You might also want to consider Sky Pay Once Watch Forever. This has just been relaunched through the Dixons website and now has 4 Sky Mixes free for the first 4 months.

Order through www.dixons.co.uk/martprd/editorial/Sky Offer and use the discount code SKY10 when ordering to get 10% off the £75. There is a £4.95P&P charge so should work out at £67.50 + £4.95 = £72.45 delivered (for the despatch of the Sky Pay Once Watch Forever box with the account number to then call up Sky and order the install with).

More discussion on this at http://www.hotukdeals.com/forums/sho...=1#post1259433 but make sure to go to the last page of the thread for up to date discussion. Unfortunately you have missed the free DAB radio or MP3 player that Dixons were also bundling with purchases of this value on their website.

Plus on Freesat you get Bloomberg, CNN, Euronews, Al Jazeerah Int, Russia Today and France 24, Zone Reality Tv, Zone Horror, Zone Thriller, Truemovies 1 and 2, Travel Channel, Biography Channel, Wine Tv, Overseas Property, Living in Spain, Legal Tv, Wedding Tv, Baby Channel, Playboy One and a load of other FTA stuff that is not shopping and that makes a reasonable interesting addition to the Freeview channels. Also you can run a dual source Freeview and Sky Freesat setup with your Tivo providing you have a Freeview box with an RF modulator or buy a Scart RF modulator for a Freeview box that doesn't have one built in.


----------



## TCM2007 (Dec 25, 2006)

You can always be sure Pete will be along promoting Rupert's offerings. Are you commission?


----------



## Pete77 (Aug 1, 2006)

TCM2007 said:


> You can always be sure Pete will be along promoting Rupert's offerings. Are you on commission?


Wake up at the back there TCM these offerings are sanctioned by son James Murdoch and his fellow Sky directors these days and not by father Rupert.
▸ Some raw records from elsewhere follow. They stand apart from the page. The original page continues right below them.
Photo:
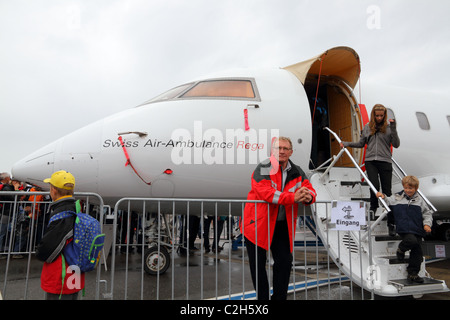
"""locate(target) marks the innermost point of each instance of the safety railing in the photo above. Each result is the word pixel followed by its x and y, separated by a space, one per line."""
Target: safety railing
pixel 356 165
pixel 162 252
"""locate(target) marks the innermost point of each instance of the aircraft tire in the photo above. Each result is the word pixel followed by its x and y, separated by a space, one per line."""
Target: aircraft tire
pixel 155 262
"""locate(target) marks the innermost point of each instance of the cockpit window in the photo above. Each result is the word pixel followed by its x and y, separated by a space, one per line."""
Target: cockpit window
pixel 235 89
pixel 222 88
pixel 172 93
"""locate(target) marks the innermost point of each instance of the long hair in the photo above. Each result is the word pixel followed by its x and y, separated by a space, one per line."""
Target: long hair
pixel 373 123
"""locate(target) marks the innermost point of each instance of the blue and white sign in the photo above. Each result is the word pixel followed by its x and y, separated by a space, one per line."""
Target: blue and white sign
pixel 348 215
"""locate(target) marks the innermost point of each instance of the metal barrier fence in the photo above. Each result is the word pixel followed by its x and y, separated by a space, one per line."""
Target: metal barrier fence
pixel 176 261
pixel 159 249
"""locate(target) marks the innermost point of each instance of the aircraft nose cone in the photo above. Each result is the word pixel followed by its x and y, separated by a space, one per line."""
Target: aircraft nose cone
pixel 35 167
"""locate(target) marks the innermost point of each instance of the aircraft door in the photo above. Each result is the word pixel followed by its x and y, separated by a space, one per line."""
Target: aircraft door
pixel 340 121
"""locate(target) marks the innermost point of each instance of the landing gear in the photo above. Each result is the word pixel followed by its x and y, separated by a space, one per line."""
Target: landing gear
pixel 156 262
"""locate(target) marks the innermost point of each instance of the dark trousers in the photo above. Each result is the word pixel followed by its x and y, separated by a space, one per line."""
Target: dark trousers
pixel 282 256
pixel 412 242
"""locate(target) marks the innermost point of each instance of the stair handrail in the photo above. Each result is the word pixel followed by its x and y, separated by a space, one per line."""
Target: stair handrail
pixel 381 200
pixel 428 202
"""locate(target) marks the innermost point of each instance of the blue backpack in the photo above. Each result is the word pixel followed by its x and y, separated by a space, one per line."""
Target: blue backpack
pixel 84 250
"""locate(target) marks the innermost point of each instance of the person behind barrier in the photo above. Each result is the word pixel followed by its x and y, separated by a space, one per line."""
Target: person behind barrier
pixel 58 281
pixel 283 185
pixel 413 219
pixel 6 207
pixel 379 134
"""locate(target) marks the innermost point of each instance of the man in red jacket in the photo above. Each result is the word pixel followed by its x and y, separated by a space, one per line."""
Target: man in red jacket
pixel 282 185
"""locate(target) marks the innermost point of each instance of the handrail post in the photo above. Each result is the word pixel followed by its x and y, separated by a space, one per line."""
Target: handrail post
pixel 359 169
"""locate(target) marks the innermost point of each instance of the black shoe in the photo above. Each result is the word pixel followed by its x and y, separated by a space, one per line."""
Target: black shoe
pixel 414 277
pixel 400 255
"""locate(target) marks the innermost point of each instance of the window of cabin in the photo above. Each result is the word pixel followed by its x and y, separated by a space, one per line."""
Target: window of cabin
pixel 423 121
pixel 171 94
pixel 222 88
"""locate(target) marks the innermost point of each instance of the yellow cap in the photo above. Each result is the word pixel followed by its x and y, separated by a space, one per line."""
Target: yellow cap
pixel 59 179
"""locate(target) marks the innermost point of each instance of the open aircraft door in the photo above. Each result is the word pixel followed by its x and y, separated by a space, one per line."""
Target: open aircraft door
pixel 329 80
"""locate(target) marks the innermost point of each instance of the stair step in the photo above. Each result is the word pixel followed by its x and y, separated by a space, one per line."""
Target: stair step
pixel 405 286
pixel 387 238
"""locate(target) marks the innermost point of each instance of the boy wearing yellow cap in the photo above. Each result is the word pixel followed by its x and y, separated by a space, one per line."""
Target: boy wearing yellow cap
pixel 57 235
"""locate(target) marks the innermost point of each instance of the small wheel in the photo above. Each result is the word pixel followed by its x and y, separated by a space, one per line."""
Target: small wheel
pixel 156 262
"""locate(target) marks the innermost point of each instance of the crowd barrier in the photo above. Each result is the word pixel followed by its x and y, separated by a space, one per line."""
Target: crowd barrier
pixel 164 249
Also the only Sky offerings I enjoy promoting are those which will actually cost Sky money (so long as people are not daft enought to succumb to Sky's blandishments to continue subscribing after the free trial period is over) and which at the same time will continue to offer them a far wider range of 24 hour news offerings than what will shortly become the mono culture of BBC News 24 on Freeview or even on BBC Freesat (where Sky News will soon not be available for the new BBC Freesat service once Sky make it FTV and available free only for owners of Sky boxes with working viewing cards instead of FTA to all comers as it currently is)


----------